Screen Shot 2015-03-18 at 2.20.03 pm

When you integrate NSX manager into a vSphere environment via vCenter you’re required to register it with an account. This might be a service account or an administrative account. This account by default is assigned the Enterprise Administration group for NSX components. When logging into vSphere with a different account it will not have the permissions required to see NSX items. Case in point the local root account was used to register the NSX service to vCenter where an administrator SSO account has used to log into vCenter.

How to fix this?

It is quite a simple fix. We need to add the main administrator user (or SSO group) to the correct role under the Networking and Security inventory item. Log in with the account you registered the NSX service with.

Screen Shot 2015-03-18 at 2.19.23 pm

Double click on the NSX manager.

Screen Shot 2015-03-18 at 2.19.31 pm

Under Manage > Users you will see the default account used for NSX manager as well as the account that registered the NSX service into vCenter. Note that the [email protected] account that showed zero NSX objects earlier is missing? This is why it cannot see anything. NSX manages object control under this section. It can consume users or SSO groups presented to it.

Select the Green Plus. Add the user [email protected] and select Next.

Screen Shot 2015-03-18 at 2.51.24 pm

Pick the role appropriate to this user. In this case it is Enterprise Administrator.

Screen Shot 2015-03-18 at 2.20.21 pm

Open another browser and log in as [email protected] Note that the NSX objects are there and now can be administered.

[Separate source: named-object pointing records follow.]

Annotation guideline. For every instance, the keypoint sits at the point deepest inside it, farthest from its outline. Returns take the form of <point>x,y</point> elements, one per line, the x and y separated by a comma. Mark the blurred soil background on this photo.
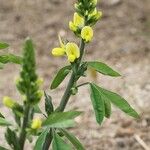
<point>122,40</point>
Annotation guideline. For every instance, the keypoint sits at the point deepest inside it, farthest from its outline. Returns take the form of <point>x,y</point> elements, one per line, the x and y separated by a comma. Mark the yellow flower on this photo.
<point>8,102</point>
<point>36,123</point>
<point>72,51</point>
<point>78,22</point>
<point>94,2</point>
<point>59,51</point>
<point>98,15</point>
<point>40,81</point>
<point>87,33</point>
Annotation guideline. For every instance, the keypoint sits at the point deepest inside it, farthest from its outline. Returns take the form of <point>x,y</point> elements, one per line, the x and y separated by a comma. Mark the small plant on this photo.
<point>52,128</point>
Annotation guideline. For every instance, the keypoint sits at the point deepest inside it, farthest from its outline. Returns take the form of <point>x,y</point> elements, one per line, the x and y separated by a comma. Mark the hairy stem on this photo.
<point>24,125</point>
<point>71,82</point>
<point>67,93</point>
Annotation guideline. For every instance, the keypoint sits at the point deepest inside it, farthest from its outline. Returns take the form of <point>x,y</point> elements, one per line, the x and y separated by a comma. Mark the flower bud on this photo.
<point>94,2</point>
<point>87,33</point>
<point>39,81</point>
<point>36,123</point>
<point>8,102</point>
<point>72,51</point>
<point>58,51</point>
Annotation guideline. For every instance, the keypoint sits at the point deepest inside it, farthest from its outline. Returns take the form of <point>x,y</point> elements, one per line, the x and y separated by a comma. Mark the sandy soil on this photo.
<point>122,39</point>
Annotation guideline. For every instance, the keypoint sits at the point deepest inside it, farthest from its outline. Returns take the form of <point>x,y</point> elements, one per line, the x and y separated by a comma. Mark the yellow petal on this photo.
<point>71,58</point>
<point>78,21</point>
<point>58,51</point>
<point>61,42</point>
<point>87,33</point>
<point>72,49</point>
<point>72,26</point>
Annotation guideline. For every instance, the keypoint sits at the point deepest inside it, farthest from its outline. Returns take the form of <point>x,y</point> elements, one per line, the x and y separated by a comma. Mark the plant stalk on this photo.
<point>72,81</point>
<point>67,94</point>
<point>24,125</point>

Screen Shot 2015-03-18 at 2.20.29 pm

This is a little gotcha that is not immediately picked up on my many. With NSX managing its objects via SSO it allows administrators and business’ to give control of numerous teams that run and operate DC’s control. The control allows Security teams to perform management and auditing of rule sets, vSphere teams the ability to change only port-group assignments of VMs, and allow external 3rd party auditors to see a Resultant set of policies. SSO – while I mumble and grumble about it a lot – it is really powerful stuff.

One thought on “NSX manager and vCenter – Permissions

  1. I think there is a bug on older NSX versions. Cannot check the recent ones. If you change the default domain, for example using the AD domain, and NSX manager is registered using [email protected], then you won’t see NSX manager even with right permissions.